Markets gapped higher again Friday. However, they sold off steadily the remainder of the day (perhaps to avoid weekend headline risk). While we closed up off the lows (and frankly still very near all-time highs), the SPY lost 0.29%, the DIA lost 0.46% and the QQQ lost 0.26%. All three of the major indices printed Bearish Engulfing signals but did not fall back into the recent trading range that we broke out of Thursday. Interestingly, the VXX fell again as well, to 14.12. The T2122 also fell but remains in the mid-range at 44.62.
In a follow-up to last week’s main story, Iranians (mostly students) are protesting their own government after Iran publicly accepted the blame for shooting down the Ukrainian Passenger Jet. Those protests turned violent overnight. President Trump made statements in support of the protesters and veiled threats against Iran cracking down on the protests. He also threatened Iraq, saying they would lose their account at the New York Fed Bank if US troops are forced to leave Iraq. (That account is used for processing Iraqi oil sales and to pay their government salaries and contracts.)

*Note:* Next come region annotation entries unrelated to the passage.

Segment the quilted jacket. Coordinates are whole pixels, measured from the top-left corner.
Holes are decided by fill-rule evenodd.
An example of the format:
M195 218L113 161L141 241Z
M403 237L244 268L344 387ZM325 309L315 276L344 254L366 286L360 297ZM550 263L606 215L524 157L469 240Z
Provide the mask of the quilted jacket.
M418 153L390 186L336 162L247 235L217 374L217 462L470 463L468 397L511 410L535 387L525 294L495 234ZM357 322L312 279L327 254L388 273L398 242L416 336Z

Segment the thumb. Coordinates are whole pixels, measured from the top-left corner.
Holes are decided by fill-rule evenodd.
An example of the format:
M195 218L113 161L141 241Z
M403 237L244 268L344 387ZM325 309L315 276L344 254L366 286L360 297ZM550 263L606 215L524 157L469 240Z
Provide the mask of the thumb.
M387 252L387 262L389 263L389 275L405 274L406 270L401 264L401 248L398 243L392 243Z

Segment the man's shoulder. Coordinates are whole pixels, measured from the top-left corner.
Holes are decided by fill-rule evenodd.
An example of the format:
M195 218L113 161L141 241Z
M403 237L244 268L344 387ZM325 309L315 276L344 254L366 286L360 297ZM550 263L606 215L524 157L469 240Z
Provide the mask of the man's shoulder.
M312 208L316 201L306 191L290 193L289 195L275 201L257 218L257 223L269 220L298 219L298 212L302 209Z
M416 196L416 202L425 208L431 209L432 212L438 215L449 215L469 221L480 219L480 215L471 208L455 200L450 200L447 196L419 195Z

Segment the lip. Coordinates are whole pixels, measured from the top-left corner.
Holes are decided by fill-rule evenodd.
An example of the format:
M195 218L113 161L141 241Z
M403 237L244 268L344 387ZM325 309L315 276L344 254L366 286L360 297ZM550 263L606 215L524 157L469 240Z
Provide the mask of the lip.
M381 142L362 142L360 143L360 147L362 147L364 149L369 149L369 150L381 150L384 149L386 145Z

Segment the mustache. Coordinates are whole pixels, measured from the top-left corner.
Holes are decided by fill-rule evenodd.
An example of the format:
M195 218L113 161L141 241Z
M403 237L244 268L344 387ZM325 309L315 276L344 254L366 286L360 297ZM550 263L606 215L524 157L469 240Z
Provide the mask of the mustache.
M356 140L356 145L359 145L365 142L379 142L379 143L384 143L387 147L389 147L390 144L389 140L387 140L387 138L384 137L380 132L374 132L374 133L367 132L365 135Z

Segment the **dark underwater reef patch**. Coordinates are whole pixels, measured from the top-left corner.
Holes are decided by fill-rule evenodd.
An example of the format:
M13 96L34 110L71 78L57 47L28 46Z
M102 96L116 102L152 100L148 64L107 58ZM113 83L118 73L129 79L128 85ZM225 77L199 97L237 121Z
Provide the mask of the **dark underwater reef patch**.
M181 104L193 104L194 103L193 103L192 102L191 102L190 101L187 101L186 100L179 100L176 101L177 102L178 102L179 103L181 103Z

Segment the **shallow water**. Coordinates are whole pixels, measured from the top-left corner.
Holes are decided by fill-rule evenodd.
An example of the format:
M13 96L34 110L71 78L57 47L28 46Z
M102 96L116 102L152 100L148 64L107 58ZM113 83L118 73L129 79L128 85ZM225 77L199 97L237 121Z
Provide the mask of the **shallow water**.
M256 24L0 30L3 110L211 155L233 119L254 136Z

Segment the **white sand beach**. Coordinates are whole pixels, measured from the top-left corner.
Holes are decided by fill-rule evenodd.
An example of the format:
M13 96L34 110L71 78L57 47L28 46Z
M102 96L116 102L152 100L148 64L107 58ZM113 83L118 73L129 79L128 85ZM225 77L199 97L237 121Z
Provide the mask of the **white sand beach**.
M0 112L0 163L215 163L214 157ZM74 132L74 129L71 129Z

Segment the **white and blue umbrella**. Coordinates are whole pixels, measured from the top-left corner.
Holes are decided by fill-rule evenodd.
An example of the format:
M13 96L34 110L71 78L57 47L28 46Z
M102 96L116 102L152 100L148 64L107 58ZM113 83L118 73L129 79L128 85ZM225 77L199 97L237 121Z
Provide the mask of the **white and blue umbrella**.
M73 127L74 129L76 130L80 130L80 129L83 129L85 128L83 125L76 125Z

This coming week we will see the signing of Phase One of the China trade deal Wednesday (only Vice Premier Li will attend from China, so President Trump may not take that victory lap yet). The impeachment “trial” is also likely to start, if not finish this week.
There is no major economic data or earnings reports on Monday. We’ll also see some more economic data starting Tuesday. Finally, earnings season kicks back into gear again Tuesday with the big banks reporting.
Overnight, Asian markets were mixed, but mostly in all the green. Europe is even more mixed with a split between red and green on their boards so far today. As of 7:45 am, U.S. futures are pointing to a quarter to a third of a percent gap higher at this point.
Overall, markets remain at unprecedented heights and the bulls still control the trend. However, over-extension remains a risk and we are just a day from truly starting a new earnings season. So, all we can do is trade with the trend, look for opportunities, and use hedges. Most importantly, remember to plan your trades, and trade your plans. (Don’t let emotions jerk you around.) Take profits along the way, move your stops to protect yourself, and wait for the trade to come to you.
Swing Trade Ideas for your consideration and watchlist: ZS, ETSY, GRUB, PFE, BMRN, LHX, NIO, FTCH, ANGI, CGC. Trade smart, take profits along the way and trade your plan. Also, don't forget to check for upcoming earnings. The stocks/etfs we mention and talk about are not recommendations to buy or sell.